# Why is Binary Heap Preferred over BST for Priority Queue?

• Difficulty Level : Medium
• Last Updated : 28 Jun, 2022

A typical Priority Queue requires following operations to be efficient.

1. Get Top Priority Element (Get minimum or maximum)
2. Insert an element
3. Remove top priority element
4. Decrease Key

A Binary Heap supports above operations with following time complexities:

1. O(1)
2. O(Logn)
3. O(Logn)
4. O(Logn)

A Self Balancing Binary Search Tree like AVL Tree, Red-Black Tree, etc can also support above operations with same time complexities.

1. Finding minimum and maximum are not naturally O(1), but can be easily implemented in O(1) by keeping an extra pointer to minimum or maximum and updating the pointer with insertion and deletion if required.
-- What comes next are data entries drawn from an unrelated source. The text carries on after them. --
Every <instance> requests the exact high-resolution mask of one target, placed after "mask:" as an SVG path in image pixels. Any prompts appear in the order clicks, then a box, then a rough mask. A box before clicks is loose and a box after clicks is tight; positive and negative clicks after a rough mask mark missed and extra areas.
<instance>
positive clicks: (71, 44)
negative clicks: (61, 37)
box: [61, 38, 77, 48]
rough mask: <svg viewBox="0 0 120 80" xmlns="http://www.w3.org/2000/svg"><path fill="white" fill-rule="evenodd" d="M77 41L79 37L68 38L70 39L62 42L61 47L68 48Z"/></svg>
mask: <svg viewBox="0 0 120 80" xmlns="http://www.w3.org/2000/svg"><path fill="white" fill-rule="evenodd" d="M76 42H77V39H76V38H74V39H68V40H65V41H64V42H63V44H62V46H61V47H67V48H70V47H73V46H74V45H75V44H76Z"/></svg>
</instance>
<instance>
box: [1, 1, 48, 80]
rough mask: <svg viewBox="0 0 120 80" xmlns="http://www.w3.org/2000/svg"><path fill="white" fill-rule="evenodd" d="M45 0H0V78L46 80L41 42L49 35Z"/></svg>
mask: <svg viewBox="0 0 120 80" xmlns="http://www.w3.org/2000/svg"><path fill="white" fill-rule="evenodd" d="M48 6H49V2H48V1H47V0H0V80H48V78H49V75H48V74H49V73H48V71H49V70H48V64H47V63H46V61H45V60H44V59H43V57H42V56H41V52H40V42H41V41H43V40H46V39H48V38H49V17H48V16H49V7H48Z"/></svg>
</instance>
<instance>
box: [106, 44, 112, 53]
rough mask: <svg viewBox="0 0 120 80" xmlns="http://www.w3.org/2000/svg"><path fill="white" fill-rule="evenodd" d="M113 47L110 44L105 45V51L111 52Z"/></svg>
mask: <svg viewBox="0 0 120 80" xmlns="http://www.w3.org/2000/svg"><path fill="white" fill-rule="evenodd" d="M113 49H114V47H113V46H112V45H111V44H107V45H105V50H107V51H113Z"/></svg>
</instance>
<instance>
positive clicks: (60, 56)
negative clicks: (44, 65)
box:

With deletion we can update by finding inorder predecessor or successor.
2. Inserting an element is naturally O(Logn)
3. Removing maximum or minimum are also O(Logn)
4. Decrease key can be done in O(Logn) by doing a deletion followed by insertion. See this for details.

So why is Binary Heap Preferred for Priority Queue?

• Since Binary Heap is implemented using arrays, there is always better locality of reference and operations are more cache friendly.
• Although operations are of same time complexity, constants in Binary Search Tree are higher.
• We can build a Binary Heap in O(n) time. Self Balancing BSTs require O(nLogn) time to construct.
• Binary Heap doesn’t require extra space for pointers.
• Binary Heap is easier to implement.
• There are variations of Binary Heap like Fibonacci Heap that can support insert and decrease-key in Θ(1) time

Is Binary Heap always better? Although Binary Heap is for Priority Queue, BSTs have their own advantages and the list of advantages is in-fact bigger compared to binary heap.

• Searching an element in self-balancing BST is O(Logn) which is O(n) in Binary Heap.
• We can print all elements of BST in sorted order in O(n) time, but Binary Heap requires O(nLogn) time.
• Floor and ceil can be found in O(Logn) time.
• K’th largest/smallest element be found in O(Logn) time by augmenting tree with an additional field.